Wednesday 21 August 2013

Review: Pretty Little Dead Things – Gary McMahon

After loving a number of his short stories & novellas, I've been meaning to read one of Gary McMahon’s novels for a stupidly long time now. So when my goody-bag at Edgelit2 contained the second of his Thomas Usher books, Dead Bad Things, I took it as a sign, and purchased the first in the series – Pretty Little Dead Things. And I'm very glad I did.

(Actually, my goody-bag didn't contain Dead Bad Things but I swapped one of the books I did get for it. "It's still a good sign, by anyone's standards")
 
Pretty Little Dead Things is an interesting mixture of horror and crime; Thomas Usher is a man who can see the dead, following the deaths of his wife and daughter fifteen years earlier. He is reluctantly caught up in the murder of three young girls as well as the disappearance of a child. The story is told in the first person and Usher is a complex, compelling character.

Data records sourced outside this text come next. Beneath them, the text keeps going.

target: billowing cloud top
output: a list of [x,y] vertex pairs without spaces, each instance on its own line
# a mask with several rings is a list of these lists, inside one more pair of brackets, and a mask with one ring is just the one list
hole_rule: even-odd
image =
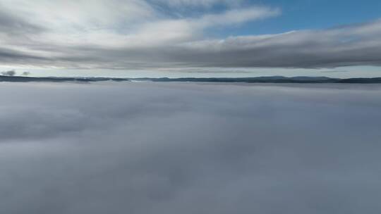
[[1,0],[0,63],[110,69],[381,64],[380,20],[274,34],[208,33],[281,15],[280,8],[243,0]]

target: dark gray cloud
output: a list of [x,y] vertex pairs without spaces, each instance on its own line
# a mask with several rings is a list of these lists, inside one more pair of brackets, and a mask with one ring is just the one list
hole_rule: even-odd
[[378,84],[4,82],[0,207],[377,213],[380,94]]
[[[17,7],[4,3],[0,11],[0,63],[117,70],[381,65],[380,20],[213,39],[205,36],[213,27],[270,18],[279,15],[281,10],[222,0],[109,1],[18,0]],[[211,11],[211,6],[219,4],[224,6],[223,11]],[[81,9],[71,9],[73,5]],[[180,13],[174,8],[183,6],[205,10],[197,15],[169,15]]]
[[3,71],[1,73],[2,75],[10,76],[10,77],[13,77],[16,74],[16,71],[14,71],[13,70],[7,70],[7,71]]

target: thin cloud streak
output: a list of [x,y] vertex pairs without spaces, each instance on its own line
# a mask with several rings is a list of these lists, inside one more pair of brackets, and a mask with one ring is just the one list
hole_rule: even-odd
[[[184,13],[179,18],[152,1],[3,1],[11,14],[28,15],[24,16],[27,20],[8,15],[5,9],[0,11],[6,18],[0,28],[0,62],[8,66],[131,70],[381,64],[379,20],[322,30],[214,39],[206,39],[205,32],[279,16],[282,8],[200,1],[195,4],[224,4],[226,9],[216,13],[206,6],[198,16]],[[56,11],[47,11],[54,6],[59,6]],[[102,17],[95,15],[99,13]]]

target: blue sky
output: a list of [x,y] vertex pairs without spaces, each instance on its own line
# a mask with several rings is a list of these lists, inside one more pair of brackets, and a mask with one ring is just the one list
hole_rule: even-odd
[[0,71],[380,76],[380,1],[0,0]]
[[381,1],[377,0],[268,0],[253,4],[282,9],[282,15],[260,22],[250,22],[223,35],[274,34],[297,30],[319,30],[381,18]]

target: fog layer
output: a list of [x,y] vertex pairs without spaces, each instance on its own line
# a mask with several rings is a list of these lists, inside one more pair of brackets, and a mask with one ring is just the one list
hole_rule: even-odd
[[0,210],[380,213],[381,86],[0,83]]

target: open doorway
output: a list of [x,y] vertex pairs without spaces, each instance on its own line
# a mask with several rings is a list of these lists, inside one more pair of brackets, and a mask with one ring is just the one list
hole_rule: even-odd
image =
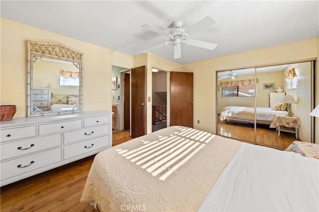
[[124,84],[121,80],[121,73],[127,70],[127,68],[115,66],[112,66],[112,108],[113,114],[112,116],[112,129],[113,132],[117,132],[123,130],[121,124],[122,113],[121,110],[123,108],[122,101],[122,93],[124,90]]
[[168,72],[152,69],[152,132],[167,127]]

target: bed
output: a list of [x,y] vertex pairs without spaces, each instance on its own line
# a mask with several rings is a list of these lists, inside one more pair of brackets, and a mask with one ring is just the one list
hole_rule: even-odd
[[[280,105],[281,106],[282,105]],[[257,107],[256,109],[256,123],[270,124],[276,115],[288,114],[286,107],[283,110],[280,107],[276,109],[275,107]],[[220,113],[220,120],[254,123],[255,120],[255,107],[239,106],[228,106],[223,108]]]
[[72,110],[79,109],[77,95],[52,95],[50,111]]
[[101,211],[318,211],[319,160],[173,126],[97,154]]

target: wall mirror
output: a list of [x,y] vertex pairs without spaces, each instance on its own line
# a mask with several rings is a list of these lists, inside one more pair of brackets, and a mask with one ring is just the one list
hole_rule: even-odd
[[313,142],[313,61],[217,71],[217,134],[279,149]]
[[58,44],[27,44],[28,116],[81,111],[83,54]]

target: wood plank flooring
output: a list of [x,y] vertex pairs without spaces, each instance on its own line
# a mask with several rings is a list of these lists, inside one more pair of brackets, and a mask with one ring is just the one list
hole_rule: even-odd
[[[114,132],[113,146],[132,139],[129,132]],[[80,202],[94,156],[2,186],[1,212],[97,212]]]
[[[219,119],[218,126],[218,135],[254,142],[253,124],[232,122],[230,124],[228,121]],[[256,141],[258,144],[284,150],[296,140],[298,139],[296,138],[295,134],[291,132],[281,132],[278,136],[275,128],[270,128],[268,125],[257,124]]]
[[[221,128],[225,134],[237,133],[248,138],[251,136],[248,133],[251,127],[231,126],[228,128],[229,125],[222,125]],[[288,141],[284,142],[285,146],[294,140],[294,134],[286,133],[281,134],[281,141],[276,141],[279,136],[275,130],[269,133],[269,129],[260,129],[261,139],[266,138],[268,140],[275,140],[274,142],[282,142],[287,136]],[[114,131],[113,146],[131,139],[129,132]],[[89,203],[79,202],[94,156],[1,187],[1,212],[97,212]]]

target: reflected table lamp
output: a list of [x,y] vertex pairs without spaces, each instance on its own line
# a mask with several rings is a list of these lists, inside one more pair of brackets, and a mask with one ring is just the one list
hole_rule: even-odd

His powers are more a curse than a blessing, causing him to see hideous and gruesome things without actually being able to influence them. The only ghosts he wants to appear – those of his family – he has never seen and this has left Usher unable to move on, still living in the ‘family’ house on his own hoping they return to haunt it. It's a pretty brutal metaphor for grief and guilt, but no less effective for that.
 
The book is structured like a crime novel, but as it progresses the supernatural elements become more overt and fantastical; there’s some very scary scenes involving the MTs – revenants of delinquent gang members, their hoods now full of nothing but ash. And McMahon isn't the kind of writer to allow his characters easy escapes, or sometimes any escape at all. The tone is downbeat and bleak throughout, and the story moves from deprived housing estates to squalid strip-clubs to anonymous hotel rooms: it’s set in Leeds but it will seem familiar to anyone who knows the UK’s urban landscapes. There’s an oppressive nature to the setting, allowing no sense of escape – even when the action moves to another plane of existence it’s just a twisted version of the same blighted estate Usher has been visiting. Some readers will no doubt find the relentlessly downbeat tone equally oppressive, feel the same lack of escape from the novel’s atmosphere. There’s little light here, little hope. But it’s in this way that the book achieves its unity and totality of effect. There's a certain breathless exhilaration, too, at realising how far the book is prepared to push things; at how bad things can get.

Very hard hitting and one of the most memorable horror novels I've read for a long time. Looks like the goody-bag ruse worked, and I’ll be buying yet more of Gary McMahon’s novels.